This would be a shitty security method that would protect you only from the most noob script kiddie.
Two ways to hack it:
* the simple: wait for the window asking the password to appear and take the password (keyloggers)
* the "a little harder": You know (by looking at the source, the client is open source, you know?) in which function the key is unencrypted, you wait for the exe of the client to be loaded (you are a trojan, you are resident in memory), put a breakpoint there and snoop the memory. Each time a new version of the client is created you lose half an hour to "expand" your library of possible breakpoints. Hackers do more complex things to games that are protected by latest generation protections. You think that an open source software that anyone can compile is more resistant? Encryption will only make the wallet.dat more resistant to "one shot" trojans that enter, steal and exit (or to trojans written by script kiddies that don't know assembly). This would steal one private key at a time, if the program is well written (but then, if you are already putting a bp in the code, you can directly steal the password).

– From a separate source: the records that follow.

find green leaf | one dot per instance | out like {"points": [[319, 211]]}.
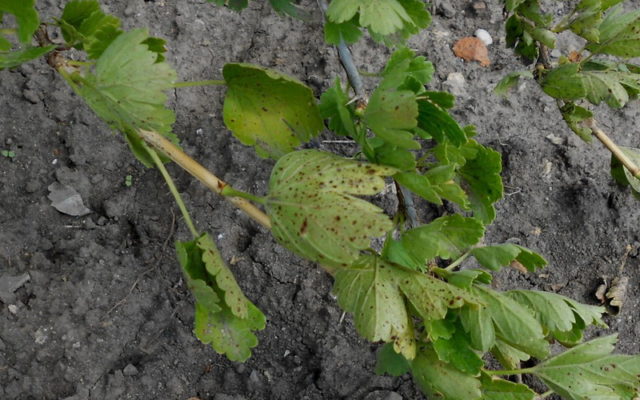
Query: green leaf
{"points": [[126, 89], [224, 317], [575, 117], [314, 211], [457, 352], [494, 388], [402, 65], [441, 380], [382, 17], [619, 34], [391, 115], [510, 81], [514, 323], [333, 107], [445, 237], [389, 362], [269, 110], [435, 185], [85, 27], [15, 58], [501, 255], [26, 17], [590, 371], [347, 31], [437, 122], [482, 176]]}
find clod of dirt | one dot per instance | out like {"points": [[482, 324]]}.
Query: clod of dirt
{"points": [[9, 284], [472, 49], [66, 200]]}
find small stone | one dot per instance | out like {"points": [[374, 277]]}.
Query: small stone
{"points": [[484, 36], [130, 370]]}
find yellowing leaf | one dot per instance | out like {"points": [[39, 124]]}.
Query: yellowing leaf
{"points": [[314, 211], [269, 110]]}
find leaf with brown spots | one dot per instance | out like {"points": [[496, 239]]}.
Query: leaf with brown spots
{"points": [[314, 211], [472, 49]]}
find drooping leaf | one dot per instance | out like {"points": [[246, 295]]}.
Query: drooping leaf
{"points": [[436, 184], [389, 362], [391, 115], [347, 31], [498, 256], [26, 17], [590, 370], [441, 380], [513, 323], [438, 123], [482, 176], [575, 116], [445, 237], [382, 17], [333, 107], [269, 110], [494, 388], [619, 34], [402, 65], [224, 317], [509, 81], [15, 58], [314, 210], [126, 89]]}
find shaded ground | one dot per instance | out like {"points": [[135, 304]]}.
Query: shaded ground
{"points": [[106, 314]]}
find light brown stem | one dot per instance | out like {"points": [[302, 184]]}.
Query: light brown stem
{"points": [[211, 181], [613, 148]]}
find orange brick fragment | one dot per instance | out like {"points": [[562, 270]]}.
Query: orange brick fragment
{"points": [[472, 49]]}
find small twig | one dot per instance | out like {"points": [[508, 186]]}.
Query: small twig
{"points": [[211, 181], [613, 148]]}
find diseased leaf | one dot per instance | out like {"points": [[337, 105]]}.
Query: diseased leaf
{"points": [[441, 380], [391, 115], [269, 110], [498, 256], [26, 17], [389, 362], [126, 89], [224, 317], [445, 237], [509, 81], [494, 388], [436, 184], [333, 107], [590, 371], [619, 34], [314, 210], [15, 58], [482, 176], [513, 323]]}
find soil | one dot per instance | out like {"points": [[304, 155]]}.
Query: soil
{"points": [[105, 313]]}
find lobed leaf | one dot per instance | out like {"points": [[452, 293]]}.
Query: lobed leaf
{"points": [[314, 211], [590, 371], [126, 89], [269, 110]]}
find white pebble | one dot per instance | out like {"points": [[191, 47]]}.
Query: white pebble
{"points": [[484, 36]]}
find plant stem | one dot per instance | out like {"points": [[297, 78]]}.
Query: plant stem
{"points": [[174, 191], [211, 181], [199, 83], [508, 371], [613, 148]]}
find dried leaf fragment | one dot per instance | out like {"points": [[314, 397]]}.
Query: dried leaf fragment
{"points": [[472, 49]]}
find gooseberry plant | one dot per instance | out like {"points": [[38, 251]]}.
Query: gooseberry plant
{"points": [[598, 72], [438, 317]]}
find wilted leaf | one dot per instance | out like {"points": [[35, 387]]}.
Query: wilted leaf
{"points": [[314, 211], [269, 110]]}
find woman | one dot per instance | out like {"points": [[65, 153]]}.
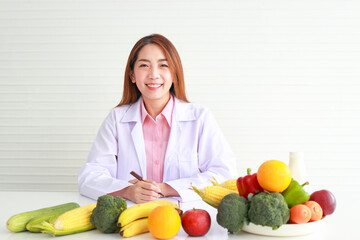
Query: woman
{"points": [[157, 133]]}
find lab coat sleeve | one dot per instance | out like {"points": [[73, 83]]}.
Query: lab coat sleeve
{"points": [[215, 159], [98, 176]]}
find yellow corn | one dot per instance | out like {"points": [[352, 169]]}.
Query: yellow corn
{"points": [[229, 184], [76, 218], [213, 194]]}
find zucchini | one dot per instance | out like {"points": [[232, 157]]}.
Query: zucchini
{"points": [[33, 224], [18, 222]]}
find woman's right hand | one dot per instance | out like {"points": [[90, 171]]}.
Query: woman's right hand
{"points": [[142, 191]]}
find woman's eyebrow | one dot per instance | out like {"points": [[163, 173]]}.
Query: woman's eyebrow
{"points": [[146, 60]]}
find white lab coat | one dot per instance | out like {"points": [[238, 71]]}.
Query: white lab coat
{"points": [[196, 151]]}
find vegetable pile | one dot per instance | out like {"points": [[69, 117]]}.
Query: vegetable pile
{"points": [[268, 198]]}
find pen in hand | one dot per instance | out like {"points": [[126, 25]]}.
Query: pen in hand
{"points": [[138, 177]]}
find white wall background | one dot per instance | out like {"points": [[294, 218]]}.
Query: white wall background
{"points": [[278, 75]]}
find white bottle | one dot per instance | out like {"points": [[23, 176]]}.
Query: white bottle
{"points": [[297, 167]]}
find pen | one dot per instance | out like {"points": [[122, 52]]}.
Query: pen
{"points": [[138, 177]]}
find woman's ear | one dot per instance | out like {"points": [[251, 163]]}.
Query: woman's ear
{"points": [[132, 77]]}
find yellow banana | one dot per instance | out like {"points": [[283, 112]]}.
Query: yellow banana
{"points": [[141, 210], [135, 228]]}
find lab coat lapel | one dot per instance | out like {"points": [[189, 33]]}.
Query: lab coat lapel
{"points": [[133, 118], [182, 112]]}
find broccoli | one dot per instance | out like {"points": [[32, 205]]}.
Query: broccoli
{"points": [[106, 213], [232, 212], [268, 209]]}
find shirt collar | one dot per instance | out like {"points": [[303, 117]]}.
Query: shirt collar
{"points": [[166, 112]]}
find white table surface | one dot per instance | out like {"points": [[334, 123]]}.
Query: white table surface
{"points": [[337, 225]]}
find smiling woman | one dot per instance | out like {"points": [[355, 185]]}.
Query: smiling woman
{"points": [[157, 133]]}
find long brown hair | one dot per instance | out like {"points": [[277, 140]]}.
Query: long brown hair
{"points": [[131, 93]]}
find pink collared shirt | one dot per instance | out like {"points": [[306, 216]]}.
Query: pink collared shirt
{"points": [[156, 136]]}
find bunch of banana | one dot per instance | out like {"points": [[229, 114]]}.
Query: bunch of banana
{"points": [[133, 220]]}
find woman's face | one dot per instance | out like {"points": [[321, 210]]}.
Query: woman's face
{"points": [[152, 74]]}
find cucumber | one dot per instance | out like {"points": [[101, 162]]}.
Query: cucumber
{"points": [[33, 224], [17, 223]]}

The only "possible" way would be to make the program polymorphic, like the viruses, so it would be more difficult to put a breakpoint in memory, but it's quite complex... And it would protect only against the second method. And in the end the trojan would simply replace your exe with another one that would only ask you the password and send it to the hacker.
This shit can't be emphasized enough... so many people get pwnt and then scream in anguish to the sky "why? why doesn't the client encrypt the wallet by default?" but the fact is that client sided crypto where you can't really trust the client is
terribly hard to get right. If malicious processes can run on your machine, all bets are off... throwing more crypto at the problem just raises the bar for how hard the malicious person has to work to get a payoff.
Sure, right now there is very little work to be done to score a giant payoff - but if you think those people are going to stop trying just because your wallet is encrypted, particularly if the BTC does go to the levels people here seem to think it will, then you're delusional.